Group Exhibition New Generation Photography Award

The New Generation Photography Award recognizes outstanding photographic imagery by three emerging Canadian lens-based artists, age 35 and under. This year’s winners are Séamus Gallagher (Halifax), Marisa Kriangwiwat Holmes (Vancouver), and Clara Lacasse (Montreal), whose work explores the many challenges in contemporary representations of identity, culture, and the environment.


Séamus Gallagher fabricates and layers multiple realities in photographic explorations of queer, non-binary identities and environments. Adopting a range of digital and physical collage techniques to present complex constructions of selves, their images emphasize elements of exposure, disjunction, and tenuous connection. Gallagher often turns to drag as a method of presenting multiplicity to the camera, as revealed in the libidinal antics of their avatars. Through a plethora of wildly coloured, hot glued photographs, and surreal digital dance clubs populated by frolicking cyborg bodies, Gallagher proposes that normativity is the most brittle of constructions. Working against historical uses of the photographic session that seek to transcribe identity as composed and “stilled,” their work attests to the camera’s ability to create evolving performances of selves.


Sensitive to our contemporary image-saturated realities, the work of Marisa Kriangwiwat Holmes reflects on how images are created and shared on the internet. Hoping to reveal the visual languages familiar to today’s mass image consumers, Holmes re-presents photographs culled from online sources such as eBay and Craigslist, as well as her own personal archive. Certain works are layered through a process involving multiple applications of paint and stickers, not unlike a physical version of Photoshop. These hybrid images reintroduce materiality and a sense of spontaneity to the original sources. While their previous functions as advertisements or personal keepsakes remain evident, Holmes’s interventions embed references to art history and various formal considerations.

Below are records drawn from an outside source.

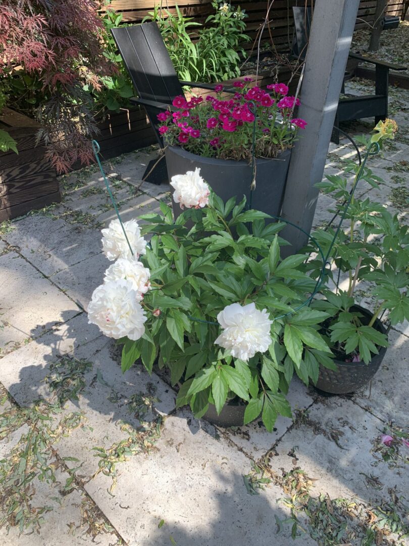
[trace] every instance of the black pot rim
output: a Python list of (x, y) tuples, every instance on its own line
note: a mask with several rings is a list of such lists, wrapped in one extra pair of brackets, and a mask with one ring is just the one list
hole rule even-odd
[[(358, 305), (357, 304), (354, 304), (353, 305), (351, 306), (350, 308), (352, 309), (353, 308), (358, 310), (359, 311), (363, 313), (366, 317), (369, 317), (370, 318), (372, 318), (373, 313), (371, 313), (371, 311), (370, 311), (368, 309), (366, 309), (365, 307), (363, 307), (362, 306)], [(375, 322), (374, 323), (374, 328), (375, 328), (375, 329), (377, 330), (378, 331), (380, 331), (381, 334), (384, 334), (386, 335), (387, 336), (388, 332), (387, 331), (387, 329), (385, 328), (385, 326), (383, 324), (383, 323), (380, 320), (380, 319), (377, 318), (375, 320)], [(381, 356), (383, 358), (384, 355), (385, 354), (385, 353), (386, 352), (387, 348), (387, 347), (386, 347), (380, 346), (378, 348), (378, 355), (379, 356)], [(374, 357), (378, 356), (378, 355), (376, 354), (372, 354), (372, 353), (371, 353), (371, 354), (372, 355), (372, 358), (373, 358)], [(347, 355), (345, 355), (345, 356), (346, 357)], [(372, 358), (371, 359), (371, 360), (372, 360)], [(351, 364), (353, 364), (354, 366), (364, 366), (365, 367), (368, 366), (368, 364), (365, 364), (365, 363), (364, 362), (363, 360), (360, 360), (359, 362), (345, 362), (345, 360), (338, 360), (338, 358), (334, 358), (334, 362), (339, 367), (341, 366), (341, 367), (348, 367)]]
[[(188, 152), (187, 150), (182, 148), (181, 146), (170, 146), (167, 145), (167, 148), (174, 152), (175, 153), (178, 154), (178, 155), (182, 156), (185, 157), (187, 159), (190, 159), (191, 161), (197, 161), (195, 159), (197, 157), (200, 158), (200, 162), (204, 163), (216, 163), (221, 164), (225, 164), (228, 163), (231, 167), (243, 167), (244, 165), (250, 165), (250, 163), (248, 161), (245, 161), (244, 159), (220, 159), (218, 157), (206, 157), (204, 156), (199, 156), (197, 153), (192, 153), (191, 152)], [(284, 150), (281, 151), (276, 157), (257, 157), (256, 158), (256, 161), (257, 163), (268, 163), (271, 161), (282, 161), (285, 158), (282, 158), (283, 155), (286, 155), (290, 156), (291, 153), (291, 149), (287, 148), (286, 150)]]

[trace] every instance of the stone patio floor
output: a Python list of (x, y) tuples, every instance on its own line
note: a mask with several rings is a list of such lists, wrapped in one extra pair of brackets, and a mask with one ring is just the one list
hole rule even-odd
[[(385, 183), (359, 191), (407, 220), (409, 93), (391, 95), (400, 131), (369, 165)], [(104, 163), (124, 219), (169, 200), (167, 185), (140, 180), (155, 153)], [(326, 172), (353, 153), (331, 144)], [(409, 431), (409, 325), (391, 330), (381, 369), (354, 396), (294, 380), (294, 420), (272, 434), (197, 420), (165, 378), (139, 365), (123, 375), (115, 343), (87, 323), (109, 265), (100, 229), (114, 217), (101, 181), (94, 166), (64, 176), (61, 204), (0, 227), (0, 544), (409, 543), (409, 448), (380, 442)], [(332, 204), (320, 196), (316, 225)], [(31, 472), (25, 500), (13, 483)]]

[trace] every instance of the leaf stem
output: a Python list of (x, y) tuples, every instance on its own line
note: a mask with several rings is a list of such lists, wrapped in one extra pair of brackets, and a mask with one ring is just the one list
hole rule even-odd
[(382, 301), (381, 301), (381, 303), (379, 304), (379, 305), (376, 308), (375, 310), (374, 311), (374, 314), (372, 315), (372, 318), (369, 322), (369, 324), (368, 325), (368, 326), (374, 325), (375, 321), (378, 318), (378, 315), (381, 312), (381, 310), (382, 309), (382, 306), (383, 305), (384, 301), (385, 300), (383, 300)]

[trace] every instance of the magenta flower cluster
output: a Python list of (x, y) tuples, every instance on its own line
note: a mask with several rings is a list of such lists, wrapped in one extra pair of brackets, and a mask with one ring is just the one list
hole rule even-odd
[(208, 95), (206, 100), (175, 97), (172, 111), (158, 115), (159, 132), (171, 145), (194, 153), (240, 159), (251, 153), (255, 130), (257, 153), (275, 157), (292, 145), (298, 130), (306, 124), (293, 117), (300, 102), (288, 96), (284, 84), (268, 85), (264, 91), (251, 83), (250, 78), (234, 81), (234, 91), (229, 93), (219, 84), (215, 96)]

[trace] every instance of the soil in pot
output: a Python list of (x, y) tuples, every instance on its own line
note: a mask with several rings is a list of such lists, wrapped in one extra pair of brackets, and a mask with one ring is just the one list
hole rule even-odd
[[(372, 317), (372, 313), (359, 305), (354, 305), (351, 307), (353, 311), (359, 311), (364, 316), (362, 318), (364, 324), (368, 324)], [(377, 319), (374, 327), (382, 334), (386, 334), (387, 330), (382, 322)], [(386, 353), (386, 348), (377, 347), (378, 354), (374, 354), (369, 364), (364, 362), (346, 362), (348, 356), (335, 358), (334, 363), (338, 370), (329, 370), (322, 366), (320, 367), (320, 373), (315, 388), (318, 391), (330, 394), (349, 394), (354, 393), (362, 387), (364, 387), (370, 381), (379, 369), (383, 357)], [(348, 355), (349, 356), (349, 355)]]

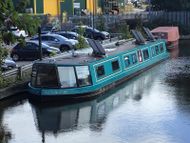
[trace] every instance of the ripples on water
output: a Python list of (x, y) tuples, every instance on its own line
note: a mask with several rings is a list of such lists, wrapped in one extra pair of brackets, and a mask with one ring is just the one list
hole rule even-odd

Recent works consist of objects photographed in the style of second-hand selling/shopping businesses, overlaid with altered seating plans of concert halls and auditoriums in Hong Kong. Acknowledging the influences of marketing aesthetics on vernacular imagery, especially on social media, Holmes plays on these realities while questioning the impact of the volume and speed of image production on society.

In her recent photographs, Clara Lacasse explores the Montreal Biodome renovations, and the building’s ecological, ethical, historical, and social implications. Her carefully composed images emphasize the formal qualities of picture making, while holding in tension the many conflicting ideas the Biodome represents, as nature and culture sit in ambiguous relation. She focuses on the artificial methods used to manufacture this Edenic environment—cement, metal rods, and fibreglass; as well as the fragility of the flora and fauna, which had to be either relocated or closely monitored during the renovations. At its best, the Biodome is a reminder of the human desire to appreciate, care for, and understand the natural world. Lacasse’s images raise uncomfortable questions about how this structure relates to current environmental realities. She notes that, “As our planet faces a mass extinction for which we humans are responsible, it also becomes clear that we are the only ones capable of keeping the memory of what is being lost.”
These three artists share a preoccupation with the protean nature of the photographic image—its capacity to reveal and conceal and find disparate, sometimes contradictory, applications. Works tease at the boundaries of authenticity and artifice, desire and actuality, the natural and constructed. From their distinct perspectives, these artists celebrate visual excess with an eye to questioning what such abundance communicates. With great visual sophistication, thoughtfulness and curiosity, they probe shared concerns and anxieties, always mindful of their own role in supplementing an already visually saturated culture.
The New Generation Photography Award was founded by the National Gallery of Canada in partnership with Scotiabank. The award was created to support the careers of young talented artists, who each receive a $10,000 prize. In addition to their exhibition in Toronto as part of the Scotiabank CONTACT Photography Festival, a selection of the artists’ work will subsequently be shown at the National Gallery of Canada.